Sometimes a story about a girl born with a pig's face is just that: a story about a girl born with a pig's face. And sometimes it's more.
In the case of Penelope, a modern day parable starring Christina Ricci as said pig-faced girl, the more never really arrives. The movie aspires to be one of those cute, quirky romantic comedies, the kind with a "Once Upon a Time" affixed to the front and a huge honkin' moral slapped on the back, but it's so sloppily strewn together that it never quite congeals. It's like Babe without the magic, or Beauty and the Beast without the romantic rush.
Ricci as 'Penelope'
The blame for this pigsty lies entirely with director Mark Palansky, who loses control of his movie as it grunts along. The first half hour or so seems marginally competent, as we are introduced to Penelope Wilhern and her porcine plight. A curse was put on Penelope's blue-blood British family years ago by an old witch, retaliating for the rejection of her own servant-girl daughter by a Wilhern cad. The curse dictates the first girl born into the family will sport a pig's snout and ears, and it won't be broken until the day she's accepted by one of her own kind, which doesn't mean another pig-faced person but rather an upper-crust suitor offering marriage. You know, someone like Prince Harry.
Penelope's mother Jessica (Catherine O'Hara on ludicrous overdrive) hides her daughter away until the girl is 18 and then brings on the men. Who promptly leave -- usually by flinging themselves out the nearest window -- when they catch a glimpse of pig-girl.
Truth is, Penelope isn't THAT horrible to look at. Christina Ricci's radiant beauty -- especially her brown, soulful eyes -- shines through the character. She's less a monster than an aberration.
In any case, the overly-complicated plot unearths for Penelope a love interest in Max (James McAvoy), a young blue blood who has squandered his inheritance and who needs money for his gambling addiction. Yet only he sees Penelope for what she is -- a nice, remarkably well-adjusted girl with a snout. But circumstances -- and absurd ones at that -- conspire to keep them apart until the movie's end.
The movie seriously deteriorates when Penelope, the lower half of her face concealed by a scarf, ventures out into the real world -- which in this movie is depicted as a fanciful cross between London and Manhattan -- and learns how to win friends and influence people. She befriends a Vespa-scooting courier named Annie, who talks tough and likely deals meth on the side. Reese Witherspoon brings only the barest minimum to the role, as though her body was present but her mind was far, far away, starring in yet another sequel to Legally Blonde.
Penelope is eventually revealed to the world and is embraced with gusto. (All those men who flung themselves out the window?
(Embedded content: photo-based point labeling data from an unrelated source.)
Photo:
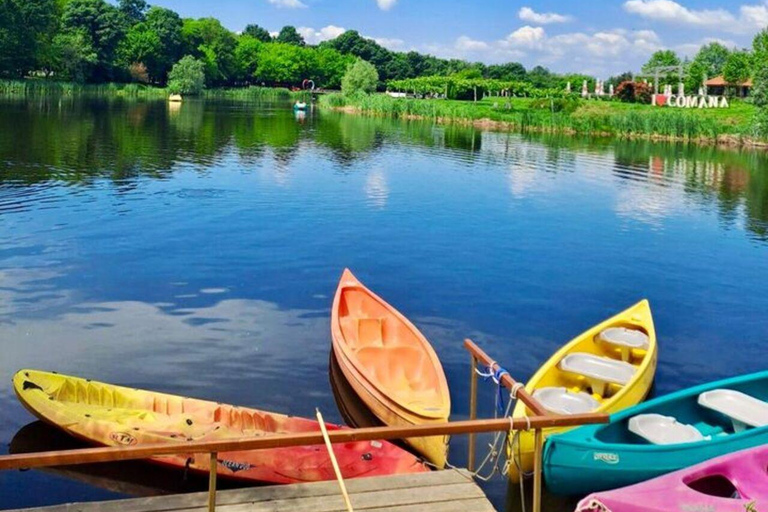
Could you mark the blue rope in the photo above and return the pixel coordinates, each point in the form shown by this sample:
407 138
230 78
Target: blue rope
497 375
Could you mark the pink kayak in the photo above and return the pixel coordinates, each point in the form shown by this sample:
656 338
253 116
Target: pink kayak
734 483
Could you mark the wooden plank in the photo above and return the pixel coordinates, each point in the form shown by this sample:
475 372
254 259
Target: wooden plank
271 493
144 451
506 379
364 501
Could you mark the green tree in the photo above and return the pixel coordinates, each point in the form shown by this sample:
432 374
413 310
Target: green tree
208 40
289 35
73 57
26 27
712 58
760 77
133 10
141 45
102 25
510 72
258 33
167 25
247 57
738 67
661 58
282 64
361 77
330 67
187 76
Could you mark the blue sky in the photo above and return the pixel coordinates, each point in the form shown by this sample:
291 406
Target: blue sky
599 37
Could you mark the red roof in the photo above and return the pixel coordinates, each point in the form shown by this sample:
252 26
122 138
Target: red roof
719 81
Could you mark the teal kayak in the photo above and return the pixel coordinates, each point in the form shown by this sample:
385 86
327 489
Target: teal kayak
662 435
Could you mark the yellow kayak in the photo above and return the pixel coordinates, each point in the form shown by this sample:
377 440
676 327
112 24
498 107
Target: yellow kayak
110 415
606 369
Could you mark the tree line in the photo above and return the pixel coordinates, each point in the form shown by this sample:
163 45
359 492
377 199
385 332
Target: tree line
94 41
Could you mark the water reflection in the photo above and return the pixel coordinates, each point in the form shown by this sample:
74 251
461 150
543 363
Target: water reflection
129 479
78 142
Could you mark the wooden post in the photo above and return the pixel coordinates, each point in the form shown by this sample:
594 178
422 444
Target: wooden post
506 379
472 410
212 482
334 462
538 440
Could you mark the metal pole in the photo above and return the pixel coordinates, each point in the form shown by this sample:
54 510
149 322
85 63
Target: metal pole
538 440
472 410
212 483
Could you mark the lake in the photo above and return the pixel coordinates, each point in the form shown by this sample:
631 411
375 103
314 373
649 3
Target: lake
195 249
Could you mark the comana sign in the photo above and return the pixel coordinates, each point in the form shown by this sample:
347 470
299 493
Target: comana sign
662 100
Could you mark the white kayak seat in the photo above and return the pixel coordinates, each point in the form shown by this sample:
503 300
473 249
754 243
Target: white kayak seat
562 401
658 429
743 410
625 339
599 371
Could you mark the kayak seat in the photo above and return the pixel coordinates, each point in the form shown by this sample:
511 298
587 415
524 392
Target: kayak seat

They were a tad overreacting.) She becomes a beloved celebrity. And, well, the rest of the story plays out with an obviousness that would insult a three-month-old fetus. Will the curse be broken? Will Penelope's mother calm down? Will Penelope ever reconnect with Max, her one true love?
These questions and other idiotic questions raised by the movie are answered in the most cumbersome fashion imaginable. Director Palansky finds himself way over his head in pig-slop from which he or Penelope cannot seem to emerge. It's a fractured fairy tale, all right, the key word being "fractured."
Those who'd consider Penelope the perfect family outing -- as did the woman sitting beside me with her two very young children -- might think again. The movie -- with its allusions to poker, smoking, drinking (Max is a drunk and a gambling addict), prison -- is much too adult-oriented for small fry. But it's too infantile for anyone older than the age of eight. And my guess is that eight-year-olds would find it dull beyond all measure.
So Penelope isn't really suitable for anyone. It's a boar.